The U.S. has shared intelligence evidence with its NATO allies that it says shows that Russia's new SSC-8 ground-fired cruise missile could give Moscow the ability to launch a nuclear strike in Europe with little or no notice.
The bilateral treaty between Washington and Moscow banned all land-based cruise and ballistic missiles with a range between 310 and 3,410 miles. Russia says the range of the new system does not exceed 310 miles.
NATO has backed up the Trump administration's argument, agreeing that Russia is in violation of the treaty while Washington continues to adhere to it.
The European Union has urged both the United States and Russia to uphold the INF treaty, saying the pact is one of the cornerstones of European security. But in October, NATO chief Jens Stoltenberg stopped short of calling on Washington, the biggest and most influential NATO member, to stay in the treaty.

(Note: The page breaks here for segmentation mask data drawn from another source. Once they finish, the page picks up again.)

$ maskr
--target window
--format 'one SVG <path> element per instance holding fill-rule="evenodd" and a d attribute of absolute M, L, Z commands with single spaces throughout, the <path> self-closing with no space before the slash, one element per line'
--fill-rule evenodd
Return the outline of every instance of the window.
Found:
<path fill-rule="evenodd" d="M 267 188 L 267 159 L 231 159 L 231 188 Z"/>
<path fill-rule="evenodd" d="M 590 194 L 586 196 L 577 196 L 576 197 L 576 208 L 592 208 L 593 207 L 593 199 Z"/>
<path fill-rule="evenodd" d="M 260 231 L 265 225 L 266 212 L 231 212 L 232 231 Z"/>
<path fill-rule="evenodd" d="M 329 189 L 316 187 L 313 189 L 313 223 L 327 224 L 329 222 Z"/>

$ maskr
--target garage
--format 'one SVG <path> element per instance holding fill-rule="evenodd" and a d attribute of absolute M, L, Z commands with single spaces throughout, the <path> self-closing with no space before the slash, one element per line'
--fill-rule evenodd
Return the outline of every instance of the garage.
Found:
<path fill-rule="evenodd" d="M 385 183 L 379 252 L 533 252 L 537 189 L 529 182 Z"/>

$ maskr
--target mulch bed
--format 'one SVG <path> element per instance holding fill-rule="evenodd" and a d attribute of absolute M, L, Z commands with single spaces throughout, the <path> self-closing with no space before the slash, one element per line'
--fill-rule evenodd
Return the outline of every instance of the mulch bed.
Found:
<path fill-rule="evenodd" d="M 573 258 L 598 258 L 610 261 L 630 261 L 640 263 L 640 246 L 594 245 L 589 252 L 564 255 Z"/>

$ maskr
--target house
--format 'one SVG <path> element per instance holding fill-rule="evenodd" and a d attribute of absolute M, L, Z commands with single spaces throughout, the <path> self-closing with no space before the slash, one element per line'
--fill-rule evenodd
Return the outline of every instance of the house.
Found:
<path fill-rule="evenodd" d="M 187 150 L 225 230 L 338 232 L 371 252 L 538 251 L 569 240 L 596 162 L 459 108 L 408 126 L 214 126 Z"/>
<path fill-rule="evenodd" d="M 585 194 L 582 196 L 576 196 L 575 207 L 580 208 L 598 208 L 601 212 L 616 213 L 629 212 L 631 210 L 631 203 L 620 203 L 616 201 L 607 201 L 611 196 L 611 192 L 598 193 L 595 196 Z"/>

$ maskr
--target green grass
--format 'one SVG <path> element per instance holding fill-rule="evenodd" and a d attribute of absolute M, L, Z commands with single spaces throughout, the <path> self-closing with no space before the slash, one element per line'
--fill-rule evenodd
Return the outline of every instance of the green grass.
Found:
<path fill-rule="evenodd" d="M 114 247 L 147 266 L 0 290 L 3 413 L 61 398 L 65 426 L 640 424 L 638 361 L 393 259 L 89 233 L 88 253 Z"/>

"The INF is a landmark treaty but the problem is that no treaty can be effective, can work, if it's only respected by one part," Stoltenberg told reporters in Brussels, noting that the "U.S. is in full compliance."
He said that based on U.S. estimates and Russia's reluctance to discuss the missile system with NATO, "the most plausible explanation is that Russia is in violation of the treaty."
Pompeo said Washington "would welcome a Russian change of heart" but that he has seen no indication that Moscow is likely to comply.
Gen. Valery Gerasimov, chief of staff of the Russian military, told a briefing of foreign military attaches on Wednesday that if the U.S. "were to destroy" the treaty "we will not leave it without a response."
He did not give specifics, but he told the attaches that it would be the countries that host U.S. intermediate-range missiles that would become immediate targets for Russia.
Russia has already received official notification from the United States that it intends to walk out of the INF, Foreign Ministry spokeswoman Maria Zakharova told reporters on Wednesday.
Zakharova insisted that Russia has always respected the treaty and considers it "one of the key pillars of strategic stability and international security."